Thomas Franck, Silvia Amaro

U.S. government debt yields rose on Monday after the European Union granted the United Kingdom an extension for rounding out its Brexit and corporate profits on Wall Street continued to come in better than feared.
The yield on the benchmark 10-year Treasury note, which moves inversely to the price, was higher at around 1.849%, while the yield on the 30-year Treasury bond was also higher at around 2.337%.
The latest climb in yields comes after the EU decided to approve the U.K.’s request for a Brexit extension until Jan. 31.
European Council President Donald Tusk, who chaired the talks among the 27 European governments, announced the decision Monday on Twitter: “The EU27 has agreed that it will accept the U.K.’s request for a Brexit flextension until 31 January 2020. The decision is expected to be formalised through a written procedure.”
Though the move was widely anticipated, the head of BMO Capital rates strategy noted that even the incremental positive was enough to foster the bearish atmosphere around government yields.
“With Brexit now seen decidedly in the category of ‘a tomorrow problem’ and very little anticipated progress on the trade war, characterizing the next few sessions as a calm in the ‘global uncertainty’ storm is apropos,” wrote BMO’s Ian Lyngen. “This is not to suggest the ongoing global headwinds that have complicated the Fed’s tasks are subsiding, but simply taking a respite as month-end gives way to the final stretch into the New Year.”

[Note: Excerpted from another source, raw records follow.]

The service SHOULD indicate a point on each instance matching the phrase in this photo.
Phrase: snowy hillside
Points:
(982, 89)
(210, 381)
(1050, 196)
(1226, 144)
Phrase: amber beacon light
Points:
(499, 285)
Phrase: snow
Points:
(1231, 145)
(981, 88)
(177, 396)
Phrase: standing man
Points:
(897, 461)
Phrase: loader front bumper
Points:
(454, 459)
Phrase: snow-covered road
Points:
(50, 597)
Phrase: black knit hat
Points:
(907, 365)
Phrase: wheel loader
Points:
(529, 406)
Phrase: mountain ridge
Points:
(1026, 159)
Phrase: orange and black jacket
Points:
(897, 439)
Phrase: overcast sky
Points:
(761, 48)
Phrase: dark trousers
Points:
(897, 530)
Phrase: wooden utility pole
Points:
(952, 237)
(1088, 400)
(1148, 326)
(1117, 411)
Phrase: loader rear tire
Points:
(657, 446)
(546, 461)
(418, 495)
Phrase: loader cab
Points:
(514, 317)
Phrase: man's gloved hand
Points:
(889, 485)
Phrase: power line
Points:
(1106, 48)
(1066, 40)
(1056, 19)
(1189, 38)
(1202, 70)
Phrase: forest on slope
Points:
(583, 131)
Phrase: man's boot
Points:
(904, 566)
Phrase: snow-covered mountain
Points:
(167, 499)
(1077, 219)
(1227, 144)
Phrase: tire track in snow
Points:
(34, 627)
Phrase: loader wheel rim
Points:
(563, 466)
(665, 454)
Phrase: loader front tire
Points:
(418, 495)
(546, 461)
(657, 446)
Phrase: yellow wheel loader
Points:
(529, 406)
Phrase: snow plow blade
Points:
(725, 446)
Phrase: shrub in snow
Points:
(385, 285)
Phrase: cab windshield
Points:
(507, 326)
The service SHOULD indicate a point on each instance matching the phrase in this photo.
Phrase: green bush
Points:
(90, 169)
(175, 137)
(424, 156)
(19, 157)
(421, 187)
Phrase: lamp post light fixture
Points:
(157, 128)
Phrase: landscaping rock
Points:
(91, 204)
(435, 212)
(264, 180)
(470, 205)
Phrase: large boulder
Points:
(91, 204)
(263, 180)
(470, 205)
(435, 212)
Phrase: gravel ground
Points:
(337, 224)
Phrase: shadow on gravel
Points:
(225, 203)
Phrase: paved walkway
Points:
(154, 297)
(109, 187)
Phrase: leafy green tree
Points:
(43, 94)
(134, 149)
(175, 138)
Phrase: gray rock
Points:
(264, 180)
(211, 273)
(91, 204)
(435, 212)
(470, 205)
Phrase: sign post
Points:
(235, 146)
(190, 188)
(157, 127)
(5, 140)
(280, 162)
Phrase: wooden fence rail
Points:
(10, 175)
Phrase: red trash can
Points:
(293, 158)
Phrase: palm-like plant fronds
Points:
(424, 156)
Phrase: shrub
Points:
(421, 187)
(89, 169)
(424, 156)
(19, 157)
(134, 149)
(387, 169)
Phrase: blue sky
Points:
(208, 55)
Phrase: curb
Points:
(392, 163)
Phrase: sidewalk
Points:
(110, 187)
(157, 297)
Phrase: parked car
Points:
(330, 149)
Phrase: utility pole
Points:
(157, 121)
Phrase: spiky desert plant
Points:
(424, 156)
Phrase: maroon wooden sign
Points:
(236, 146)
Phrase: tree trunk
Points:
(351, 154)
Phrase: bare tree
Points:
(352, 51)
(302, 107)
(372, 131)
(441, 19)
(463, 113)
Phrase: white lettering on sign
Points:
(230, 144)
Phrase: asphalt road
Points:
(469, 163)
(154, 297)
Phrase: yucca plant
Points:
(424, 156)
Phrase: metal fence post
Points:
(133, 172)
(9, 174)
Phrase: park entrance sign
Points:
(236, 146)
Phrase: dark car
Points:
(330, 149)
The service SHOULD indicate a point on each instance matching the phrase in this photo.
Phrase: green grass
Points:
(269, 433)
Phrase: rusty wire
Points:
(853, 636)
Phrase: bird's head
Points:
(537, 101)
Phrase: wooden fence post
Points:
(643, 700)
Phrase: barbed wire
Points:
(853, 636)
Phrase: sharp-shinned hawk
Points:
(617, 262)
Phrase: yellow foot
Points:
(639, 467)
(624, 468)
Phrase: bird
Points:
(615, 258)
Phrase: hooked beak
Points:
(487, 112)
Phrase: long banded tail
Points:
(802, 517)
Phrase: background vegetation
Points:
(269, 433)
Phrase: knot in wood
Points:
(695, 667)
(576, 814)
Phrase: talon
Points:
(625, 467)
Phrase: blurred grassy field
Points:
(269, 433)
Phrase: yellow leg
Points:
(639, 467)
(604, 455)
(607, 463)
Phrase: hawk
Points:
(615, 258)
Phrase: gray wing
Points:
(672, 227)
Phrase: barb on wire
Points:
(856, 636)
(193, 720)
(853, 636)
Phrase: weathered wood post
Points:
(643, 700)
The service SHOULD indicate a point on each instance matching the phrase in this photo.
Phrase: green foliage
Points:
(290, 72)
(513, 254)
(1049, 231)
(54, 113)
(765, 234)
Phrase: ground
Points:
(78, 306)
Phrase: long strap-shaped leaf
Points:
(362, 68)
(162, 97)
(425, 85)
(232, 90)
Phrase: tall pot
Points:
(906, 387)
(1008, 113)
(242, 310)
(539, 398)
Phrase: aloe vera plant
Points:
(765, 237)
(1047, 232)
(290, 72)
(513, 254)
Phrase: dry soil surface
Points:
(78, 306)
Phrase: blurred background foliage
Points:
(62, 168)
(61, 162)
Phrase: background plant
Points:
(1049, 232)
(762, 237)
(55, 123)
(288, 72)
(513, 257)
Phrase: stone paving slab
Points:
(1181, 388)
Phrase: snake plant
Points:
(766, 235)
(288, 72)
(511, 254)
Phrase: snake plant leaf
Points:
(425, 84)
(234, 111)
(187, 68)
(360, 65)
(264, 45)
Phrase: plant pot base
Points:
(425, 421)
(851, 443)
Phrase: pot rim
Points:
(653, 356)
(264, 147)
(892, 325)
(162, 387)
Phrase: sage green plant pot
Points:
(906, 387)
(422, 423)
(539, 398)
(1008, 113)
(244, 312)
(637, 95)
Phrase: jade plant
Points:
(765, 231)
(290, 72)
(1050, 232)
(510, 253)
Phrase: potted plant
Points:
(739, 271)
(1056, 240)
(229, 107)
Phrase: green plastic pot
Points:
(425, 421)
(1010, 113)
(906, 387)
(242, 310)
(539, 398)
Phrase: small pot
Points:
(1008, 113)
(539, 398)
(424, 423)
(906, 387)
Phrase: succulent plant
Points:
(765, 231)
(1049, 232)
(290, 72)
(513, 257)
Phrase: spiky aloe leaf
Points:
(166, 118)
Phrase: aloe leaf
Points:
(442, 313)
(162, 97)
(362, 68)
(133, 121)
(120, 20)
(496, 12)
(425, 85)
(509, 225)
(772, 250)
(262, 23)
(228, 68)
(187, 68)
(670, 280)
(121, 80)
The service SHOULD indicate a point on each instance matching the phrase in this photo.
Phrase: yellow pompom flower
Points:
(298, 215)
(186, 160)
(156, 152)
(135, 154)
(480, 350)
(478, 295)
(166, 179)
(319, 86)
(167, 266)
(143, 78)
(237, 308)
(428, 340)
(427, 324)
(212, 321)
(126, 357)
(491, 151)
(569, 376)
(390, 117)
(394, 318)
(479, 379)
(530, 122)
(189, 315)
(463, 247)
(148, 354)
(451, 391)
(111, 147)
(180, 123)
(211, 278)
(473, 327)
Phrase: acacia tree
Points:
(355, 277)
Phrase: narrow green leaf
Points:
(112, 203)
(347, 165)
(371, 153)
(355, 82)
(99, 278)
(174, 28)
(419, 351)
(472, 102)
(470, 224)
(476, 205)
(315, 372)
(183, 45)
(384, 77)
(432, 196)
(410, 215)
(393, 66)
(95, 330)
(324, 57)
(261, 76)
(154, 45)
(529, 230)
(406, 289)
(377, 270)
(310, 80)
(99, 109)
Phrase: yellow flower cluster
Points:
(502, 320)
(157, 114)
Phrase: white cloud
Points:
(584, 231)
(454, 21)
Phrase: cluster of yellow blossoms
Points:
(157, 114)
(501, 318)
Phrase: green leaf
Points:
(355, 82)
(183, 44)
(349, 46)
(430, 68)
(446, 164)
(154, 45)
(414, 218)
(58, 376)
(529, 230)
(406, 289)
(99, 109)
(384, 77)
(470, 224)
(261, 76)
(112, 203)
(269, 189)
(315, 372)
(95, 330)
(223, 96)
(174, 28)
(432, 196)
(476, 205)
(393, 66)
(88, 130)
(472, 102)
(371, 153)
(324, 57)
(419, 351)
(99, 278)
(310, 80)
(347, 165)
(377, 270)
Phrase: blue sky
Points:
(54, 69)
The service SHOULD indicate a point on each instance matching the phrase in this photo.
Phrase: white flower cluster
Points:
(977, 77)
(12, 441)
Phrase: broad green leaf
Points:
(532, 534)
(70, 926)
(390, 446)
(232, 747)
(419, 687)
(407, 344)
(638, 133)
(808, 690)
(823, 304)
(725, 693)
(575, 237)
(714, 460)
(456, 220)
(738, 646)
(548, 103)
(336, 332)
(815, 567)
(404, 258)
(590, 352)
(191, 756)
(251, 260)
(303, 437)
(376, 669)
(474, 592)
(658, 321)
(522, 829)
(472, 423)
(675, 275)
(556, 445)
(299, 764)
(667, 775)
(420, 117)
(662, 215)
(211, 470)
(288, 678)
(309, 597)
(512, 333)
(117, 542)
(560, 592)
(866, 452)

Traders are likely to monitor stock markets in what is set to be the busiest week for corporate earnings. Elsewhere, the U.S. trade representative said Friday that Beijing and Washington have “made headway on specific issues and the two sides are close to finalizing some sections of the agreement.”
The world’s two largest economies have recently pushed for a trade agreement after a tariff conflict that has soured business sentiment and global markets.